The new community kitchen will be located in a former gas station near the old Sauratown Fire Department.
“We purchased the building last winter and are in the process of remodeling it,” said Ferguson. “We will mostly use it for storage and as a repair facility for our farm, but we wanted to use part of it to create a certified kitchen that could be used by the community.”
Ferguson said access to a certified kitchen was key for local entrepreneurs, especially smaller farms, who want to create food items for sale at farmers markets and local stores.
“There is not place in Forsyth, Stokes, Surry or Rockingham for people to be able to make jams or pickles or bake breads or make cookies for sale in a certified facility,” she said, noting that she has been making her Plum Granny jams and jellies in the YMCA Camp Hanes kitchen for the past four years. “They have been incredible partners for us, but they are getting busier and it is getting more and more challenging to get in there.
“I have talked to people around the county and my fellow farmers and there is a lot of excitement about this,” she added. “What we are doing has never been done before.

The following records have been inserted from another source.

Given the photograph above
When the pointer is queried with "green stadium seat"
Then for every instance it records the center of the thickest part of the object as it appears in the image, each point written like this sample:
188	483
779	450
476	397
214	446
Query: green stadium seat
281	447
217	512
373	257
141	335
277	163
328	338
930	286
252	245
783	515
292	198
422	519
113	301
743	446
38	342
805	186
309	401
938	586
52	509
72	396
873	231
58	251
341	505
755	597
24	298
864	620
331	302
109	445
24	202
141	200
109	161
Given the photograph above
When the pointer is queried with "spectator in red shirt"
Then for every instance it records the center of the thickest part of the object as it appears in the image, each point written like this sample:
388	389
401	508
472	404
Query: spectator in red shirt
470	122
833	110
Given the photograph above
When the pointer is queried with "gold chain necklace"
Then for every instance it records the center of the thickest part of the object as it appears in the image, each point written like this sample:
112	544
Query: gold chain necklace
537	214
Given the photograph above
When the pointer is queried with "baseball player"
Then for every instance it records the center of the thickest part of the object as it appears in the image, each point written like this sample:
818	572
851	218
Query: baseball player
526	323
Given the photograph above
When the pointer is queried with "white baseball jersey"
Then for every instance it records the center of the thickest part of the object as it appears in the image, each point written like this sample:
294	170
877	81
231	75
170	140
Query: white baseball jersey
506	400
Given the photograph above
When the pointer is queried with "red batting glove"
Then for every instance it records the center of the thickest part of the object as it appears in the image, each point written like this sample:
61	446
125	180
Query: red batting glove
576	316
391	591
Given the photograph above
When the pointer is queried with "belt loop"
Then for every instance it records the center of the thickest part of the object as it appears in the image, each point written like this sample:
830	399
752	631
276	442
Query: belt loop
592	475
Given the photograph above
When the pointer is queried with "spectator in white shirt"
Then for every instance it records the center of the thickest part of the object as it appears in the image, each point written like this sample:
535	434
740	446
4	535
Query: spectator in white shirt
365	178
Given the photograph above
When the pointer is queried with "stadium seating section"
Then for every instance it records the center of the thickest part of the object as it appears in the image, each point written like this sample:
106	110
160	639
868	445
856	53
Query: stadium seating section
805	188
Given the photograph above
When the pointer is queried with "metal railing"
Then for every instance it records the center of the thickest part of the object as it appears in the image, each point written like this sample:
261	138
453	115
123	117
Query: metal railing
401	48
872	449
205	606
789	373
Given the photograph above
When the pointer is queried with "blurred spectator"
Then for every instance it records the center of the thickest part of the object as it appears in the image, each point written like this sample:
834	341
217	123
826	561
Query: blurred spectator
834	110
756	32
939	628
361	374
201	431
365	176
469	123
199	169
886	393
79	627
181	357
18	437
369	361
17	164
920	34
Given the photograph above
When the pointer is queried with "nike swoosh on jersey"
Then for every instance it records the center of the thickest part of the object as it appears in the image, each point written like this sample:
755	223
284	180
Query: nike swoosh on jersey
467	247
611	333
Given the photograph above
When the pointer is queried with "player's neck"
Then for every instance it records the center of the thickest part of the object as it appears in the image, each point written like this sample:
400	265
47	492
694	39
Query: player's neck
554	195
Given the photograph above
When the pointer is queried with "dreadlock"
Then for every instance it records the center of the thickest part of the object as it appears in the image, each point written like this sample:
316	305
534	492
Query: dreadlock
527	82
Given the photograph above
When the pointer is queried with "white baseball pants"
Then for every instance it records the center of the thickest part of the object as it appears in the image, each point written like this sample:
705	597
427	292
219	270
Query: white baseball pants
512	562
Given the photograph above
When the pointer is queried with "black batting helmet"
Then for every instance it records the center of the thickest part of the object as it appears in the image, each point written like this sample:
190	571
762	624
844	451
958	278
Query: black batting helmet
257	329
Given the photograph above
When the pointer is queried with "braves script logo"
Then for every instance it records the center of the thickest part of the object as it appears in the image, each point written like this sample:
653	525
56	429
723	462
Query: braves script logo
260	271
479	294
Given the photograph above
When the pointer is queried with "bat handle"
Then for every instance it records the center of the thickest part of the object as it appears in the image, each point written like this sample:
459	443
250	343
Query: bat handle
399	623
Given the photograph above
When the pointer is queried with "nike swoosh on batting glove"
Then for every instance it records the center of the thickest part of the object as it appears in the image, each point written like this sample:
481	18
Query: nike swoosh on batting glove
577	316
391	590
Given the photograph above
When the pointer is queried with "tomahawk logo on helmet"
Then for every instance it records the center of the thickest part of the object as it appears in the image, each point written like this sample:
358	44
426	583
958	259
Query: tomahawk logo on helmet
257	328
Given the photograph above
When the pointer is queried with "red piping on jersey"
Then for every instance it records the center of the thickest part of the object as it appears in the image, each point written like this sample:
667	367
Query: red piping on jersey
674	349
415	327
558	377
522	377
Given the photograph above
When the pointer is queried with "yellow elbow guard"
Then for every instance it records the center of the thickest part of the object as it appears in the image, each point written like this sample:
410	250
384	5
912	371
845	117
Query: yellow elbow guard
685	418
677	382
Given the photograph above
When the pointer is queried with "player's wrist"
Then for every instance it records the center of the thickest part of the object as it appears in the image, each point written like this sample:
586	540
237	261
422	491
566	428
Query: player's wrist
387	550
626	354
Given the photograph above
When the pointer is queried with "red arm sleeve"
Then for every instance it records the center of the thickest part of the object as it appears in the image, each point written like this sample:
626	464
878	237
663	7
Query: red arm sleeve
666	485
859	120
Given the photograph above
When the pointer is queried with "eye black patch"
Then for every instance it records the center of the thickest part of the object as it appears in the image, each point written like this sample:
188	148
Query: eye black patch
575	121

The food based economy is where there is a lot of action right now. This is a major economic engine. The next big thing is not going to be a big industrial plant in this county, it is going to be small farms and services.”
The kitchen is under construction right now, but is expected to be completed and ready to be rented on an hourly basis in May.
Once completed the facility will feature a gas stove, a convection oven, a food processor, some refrigeration space and possibly a steamer as well as all the pots, pans and utensils needed to create almost anything.
“For repeat users we will also have some storage lockers that people can rent,” said Ferguson. “We want to make it convenient for people to use.”
She said they also planned to partner with the Stokes County Cooperative Extension to hopefully offer some classes on canning and cooking demonstrations.
“You want your food to be safe and you want to make sure you are doing it in a proper way,” Ferguson said. “People are interested in canning now and this is a way to support that, but also to support local small businesses that are just getting started.”
She noted that the facility would not be as large as other community kitchens in the state, but said there would be space for the facility to grow in the future if it is successful.
The facility will also not offer automatic inspections of prepared goods that people may want to sell.
“But we can hook you up with the North Carolina Department of Agriculture inspector,” said Ferguson. “She has to approve that your process is adequate and meets the code before you can sell anything. There are also some canned goods that go beyond her approval and have to have FDA approval.”
She said once opened the kitchen could be rented on an hourly bases for $15 an hour.